Çarşamba akşamı kojo yine tam bir motivasyonla eve geldi. "Hadi oğlum dışarı çıkıyoruz, parka götüreceğim seni" diyerek. Ama Bambino "ı-ıh" dedi, parka gitmeyecekmiş. Onun yerine tüm akşamı banyo lavabosundan tasla su doldurup kova ve küveti doldurmaca oynadı kendi kendine. Orası bitti, bu sefer mutfak lavabosunda bulaşık yıkamaca, yiyecek temizlemece, çay kavanozunu boşaltmaca gibi oyunlara daldı. Babası bütün akşam taciz etti oğlanı, parka götürmek için ne diller döktü ama Bambino hiç oralı olmadı.

Ben "E her gün parka gitmek isteyecek değil ya, bir akşam da evde oturmak istedi, annesinin yanında olmak istedi belki" diyerek durumu kendimce açıklığa kavuşturdum :)

Bu arada Bambino ara ara "İay üsüldü (üzüldü)" demeye başladı Pazartesi günkü olaydan sonra. Ben buna da bir açıklama buldum hemen: Ben ona "Üzüldün" dedim ya, o da bunu öğrendiğini belli etmek için sık sık kullanıyor bu kelimeyi. Durup durup "üsüldüm" diyor ama :) Sabah kalkıp babasını soruyor yanımızda görmezse, sonra da üzüldüğünü söylüyor. Şimdi fark ediyorum ki benimle tek kaldığı zaman bunu ifade ediyor. Ben de yeri geliyor ona aynı duyguyu yansıtmak için dudaklarımı büzüp "Anne de üzüldü" diyorum, bazen de "Başka duyguları da öğrensin" diyerek "anne çok mutlu" diyerek sırıtıyorum. Sanıyorum ki bu bir oyun ve Bambino duyguları söylemeyi öğreniyor. Ben mutlu olunca gülüyor hareketlerime, ama hemen sonra "İay üsüldü" diyerek geri dönüyor melankolik haline. Sesi cılızlaşıyor, omuzları düşüyor, öyle güzel yapıyor ki üzgün rolünü. Ah bu saftirik ben!

Perşembe akşamı baba yine hevesle oğlanı parka götürmek için söylenmeye başlıyor gelir gelmez: "Hadi oğlum, dışarı çıkalım, şu oyuncaklarını da alalım, değişik bir parka gidelim bugün istersen". Bambino yine net bir şekilde "Hayır" diyor ve başka işlere dalmaya başlıyor. En sonunda banyonun yolunu tutup kova, leğen ve küveti yerine koyup sandalyenin üzerine çıkıp başlıyor tasla onlara su doldurmaya. 

Ben ise kojonun bu tavırlarından oldukça rahatsızım.
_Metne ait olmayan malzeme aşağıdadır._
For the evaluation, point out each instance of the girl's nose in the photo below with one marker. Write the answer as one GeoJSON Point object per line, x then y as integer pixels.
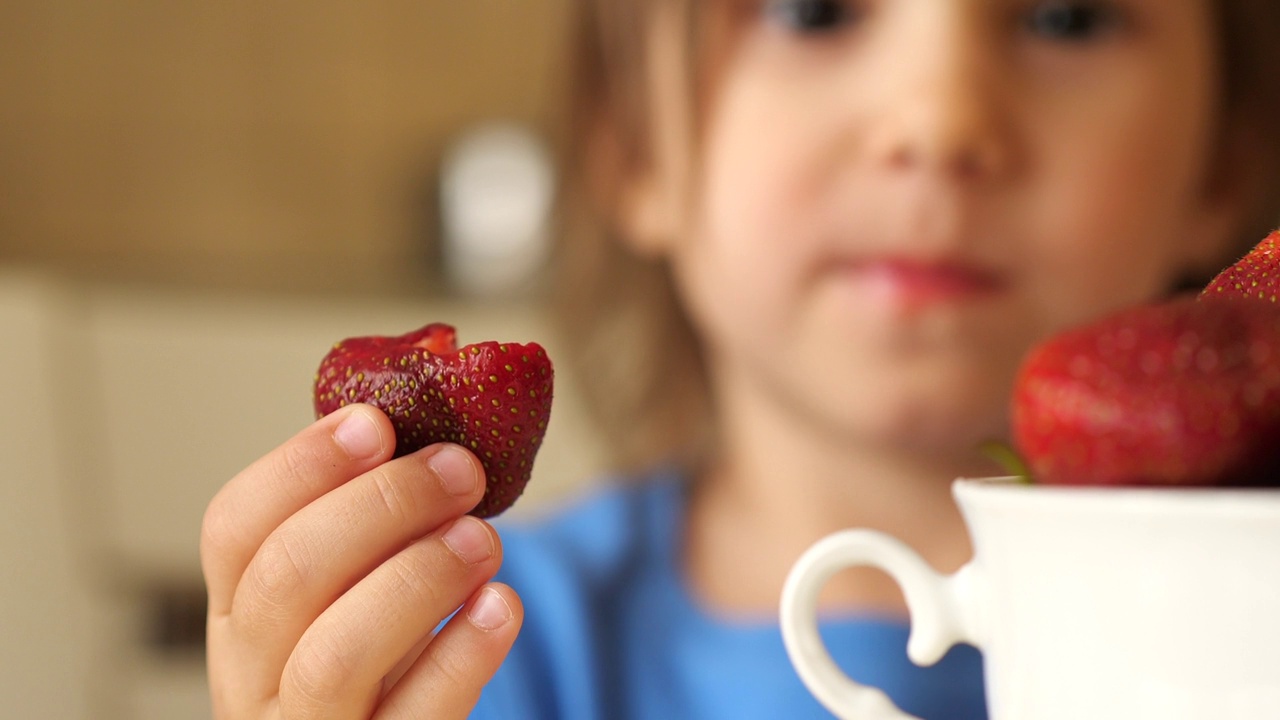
{"type": "Point", "coordinates": [944, 112]}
Gidip çıkışıyorum kendisine: 
"Bak, bu oğlan her gün seninle dışarı çıkmak zorunda değil, canı istemezse çıkmayabilir, bu kadar ısrarcı olman hoş değil". 
Kojonun cevabı şöyle: 
"Ama ben onunla dışarı çıkmak istiyorum, bütün gün bunun hayalini yaşıyorum, çok seviyorum onunla parka gitmeyi".
Ben:"İyi de böyle bir beklentiye kendi kendini sokuyorsun, o sonuçta farklı bir birey ve senden farklı istekleri olmasını normal karşılaman gerekir. Yeterince teklif ettin ve sordun, yeter artık. Eğer vakit geçirmek istiyorsan banyoda da birlikte vakit geçirebilirsin onunla. Kağıttan gemi yapıp yüzdürün mesela. Maksat birlikte olmaksa orada birlikte olun."
Kojo: "Ben evde durmak istemiyorum ki ama. Dışarı çıkmak istiyorum, evde daralıyorum. Hem banyoda çok güvensiz duruyor öyle sandalyede. Her an düşebilir. Tehlikeli bir ortam."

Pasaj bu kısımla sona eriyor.